Prices for grocery items remain high, as unit prices in Nielsen-measured categories and retail channels have risen every month over the past two-and-a-half years. And the higher prices have consumers keenly focused on their budgets and how they spend their hard-earned cash. Many are finding, however, that it’s cheaper to eat in than go out, which has been a boon to both food and non-food retailers that have responded to the situation by expanding their overall food offerings.

According to year-end 2012 consumer price index data from the U.S. Bureau of Labor Statistics, prices for grocery foods have risen less than restaurant food (1.3% vs. 2.5%). So while rising commodity prices have driven sales growth in almost all major retail departments measured by Nielsen, unit sales trends are a different story, as seven of 11 departments experienced flat or negative unit sales growth.

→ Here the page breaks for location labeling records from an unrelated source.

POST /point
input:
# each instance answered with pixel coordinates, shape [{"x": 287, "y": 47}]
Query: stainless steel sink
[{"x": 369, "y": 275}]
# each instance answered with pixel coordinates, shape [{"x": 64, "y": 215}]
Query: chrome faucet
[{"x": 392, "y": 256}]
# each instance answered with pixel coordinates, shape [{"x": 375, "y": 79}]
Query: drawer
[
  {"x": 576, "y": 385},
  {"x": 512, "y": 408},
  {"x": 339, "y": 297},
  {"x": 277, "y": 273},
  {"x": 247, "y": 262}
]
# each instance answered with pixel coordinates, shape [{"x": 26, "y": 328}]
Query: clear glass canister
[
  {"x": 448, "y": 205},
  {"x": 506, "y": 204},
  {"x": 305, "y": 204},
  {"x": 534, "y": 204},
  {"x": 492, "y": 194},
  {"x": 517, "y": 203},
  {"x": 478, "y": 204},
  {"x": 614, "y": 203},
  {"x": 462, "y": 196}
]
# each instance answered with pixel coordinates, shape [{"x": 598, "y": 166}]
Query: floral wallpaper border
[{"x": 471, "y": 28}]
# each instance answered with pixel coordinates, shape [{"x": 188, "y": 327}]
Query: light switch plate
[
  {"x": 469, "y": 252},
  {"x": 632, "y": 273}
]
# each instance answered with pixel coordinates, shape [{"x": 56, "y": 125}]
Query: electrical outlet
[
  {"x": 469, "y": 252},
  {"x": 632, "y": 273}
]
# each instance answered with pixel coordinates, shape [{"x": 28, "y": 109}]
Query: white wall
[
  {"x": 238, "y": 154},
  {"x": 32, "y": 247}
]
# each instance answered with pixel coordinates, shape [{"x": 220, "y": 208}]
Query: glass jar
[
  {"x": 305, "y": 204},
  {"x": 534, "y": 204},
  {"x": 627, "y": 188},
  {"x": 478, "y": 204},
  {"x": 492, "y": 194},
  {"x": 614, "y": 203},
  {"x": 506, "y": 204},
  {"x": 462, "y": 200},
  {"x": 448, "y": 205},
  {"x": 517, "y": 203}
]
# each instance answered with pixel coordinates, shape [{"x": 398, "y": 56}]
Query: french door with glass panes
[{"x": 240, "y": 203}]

Unit sales growth is occurring in departments where consumer demand is trumping higher prices.

“Consumers are adjusting their shopping behavior to the relatively high prices, but they’re focused on meeting their demand for fresh foods and produce,” says Hale. “Specifically, given higher prices, reduced promotion support, they’re making trade-offs or buying less, especially in non-food grocery, dairy, fresh meat, dry grocery, general merchandise and frozen foods. Where are they buying more? Volume for fresh produce, health and beauty aids, and deli are all up on a year-over-year basis at the end of last year.”